+ Summary
+ startinpy is a Python library for modelling and
+ processing terrains using a two-dimensional (2D) Delaunay
+ triangulation (DT). The triangulation is computed in 2D, but the
+ z-elevation of the vertices is kept (which is referred to as 2.5D
+ modelling).
+ Given a dataset formed of elevation samples (eg collected with
+ lidar or photogrammetry), startinpy allows us to reconstruct a
+ terrain, to remove points, to search efficiently in the triangulation,
+ to attach attributes to the vertices, and to convert to a gridded
+ terrain. Additional functionality is provided, including a few spatial
+ interpolation methods based on the DT and/or its dual structure, the
+ Voronoi diagram, have been implemented: linear interpolation, natural
+ neighbours
+ (Sibson,
+ 1981), and Laplace interpolation
+ (Belikov
+ et al., 1997).
+ The core of the library is written in
+ Rust
+ (so it can process large datasets quickly), robust arithmetic is used
+ for the updating of the DT (the robust predicates of Shewchuk
+ (1996)
+ are used), and it uses NumPy for input/output of data, which allows it
+ to integrate with other Python libraries used by researchers.

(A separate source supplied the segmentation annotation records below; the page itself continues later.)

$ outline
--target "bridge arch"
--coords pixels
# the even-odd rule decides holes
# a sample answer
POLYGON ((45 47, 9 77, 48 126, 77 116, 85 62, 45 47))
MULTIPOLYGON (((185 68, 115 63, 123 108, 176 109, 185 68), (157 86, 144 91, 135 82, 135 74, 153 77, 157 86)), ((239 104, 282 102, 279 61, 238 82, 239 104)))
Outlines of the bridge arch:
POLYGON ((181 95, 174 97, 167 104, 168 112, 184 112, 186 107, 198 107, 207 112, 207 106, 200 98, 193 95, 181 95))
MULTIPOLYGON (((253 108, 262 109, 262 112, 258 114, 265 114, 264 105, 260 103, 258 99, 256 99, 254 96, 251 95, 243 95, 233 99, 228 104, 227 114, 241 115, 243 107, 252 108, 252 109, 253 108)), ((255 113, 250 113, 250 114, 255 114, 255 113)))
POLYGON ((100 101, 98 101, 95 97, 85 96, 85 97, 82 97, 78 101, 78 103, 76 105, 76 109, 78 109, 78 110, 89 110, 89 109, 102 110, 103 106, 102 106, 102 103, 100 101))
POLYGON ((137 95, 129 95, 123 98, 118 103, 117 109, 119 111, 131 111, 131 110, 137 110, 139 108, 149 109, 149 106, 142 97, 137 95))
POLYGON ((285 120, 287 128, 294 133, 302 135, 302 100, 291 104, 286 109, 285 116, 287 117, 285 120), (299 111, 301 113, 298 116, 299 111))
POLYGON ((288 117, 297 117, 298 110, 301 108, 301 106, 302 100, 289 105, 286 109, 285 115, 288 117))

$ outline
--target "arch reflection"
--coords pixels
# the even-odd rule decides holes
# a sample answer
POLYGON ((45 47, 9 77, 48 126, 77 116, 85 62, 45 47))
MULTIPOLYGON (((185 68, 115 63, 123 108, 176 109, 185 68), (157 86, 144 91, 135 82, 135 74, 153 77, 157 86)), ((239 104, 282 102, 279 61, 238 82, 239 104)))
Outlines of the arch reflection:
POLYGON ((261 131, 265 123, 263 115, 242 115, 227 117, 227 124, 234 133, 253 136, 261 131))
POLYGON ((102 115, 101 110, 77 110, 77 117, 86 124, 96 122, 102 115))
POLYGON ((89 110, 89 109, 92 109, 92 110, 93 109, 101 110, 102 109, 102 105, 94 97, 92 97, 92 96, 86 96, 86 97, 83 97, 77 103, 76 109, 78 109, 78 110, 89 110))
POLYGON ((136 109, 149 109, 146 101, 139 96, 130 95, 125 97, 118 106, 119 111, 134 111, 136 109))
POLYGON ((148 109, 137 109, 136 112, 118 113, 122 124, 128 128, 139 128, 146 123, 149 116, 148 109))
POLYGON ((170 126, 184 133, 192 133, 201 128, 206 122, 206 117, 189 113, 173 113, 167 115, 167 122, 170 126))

+ The core of the library has been used to build a global coastal
+ terrain using laser altimetric measurements from the space station
+ (Pronk
+ et al., 2024), and it has been used for several projects
+ dealing with aerial and space lidar datasets, for instance Meschin
+ (2023) and
+ Kan
+ (2024).
+ While startinpy was developed primarily to build and manipulate
+ terrains, it can be used as an easy-to-use and fast 2D Delaunay
+ triangulator (and Voronoi diagram generator), which, as elaborated in
+ Aurenhammer et al.
+ (2012),
+ are two structures that play an essential role in several disciplines:
+ astronomy, geology, ecology, engineering, etc.
+
+ A lidar dataset terrain reconstructed with startinpy and
+ visualised with another Python library (Polyscope).
+
+
+
+
+ Statement of need
+ While there exist many Python libraries for computing the DT in 2D
+ (a search for “Delaunay triangulation” in the
+ Python
+ Package Index (PyPI) returns over 200 packages),
+ most of them are not fully suitable for the modelling of 2.5D
+ triangulated terrain.
+ startinpy has the following properties, which greatly improve the
+ modelling and processing of 2.5D terrains.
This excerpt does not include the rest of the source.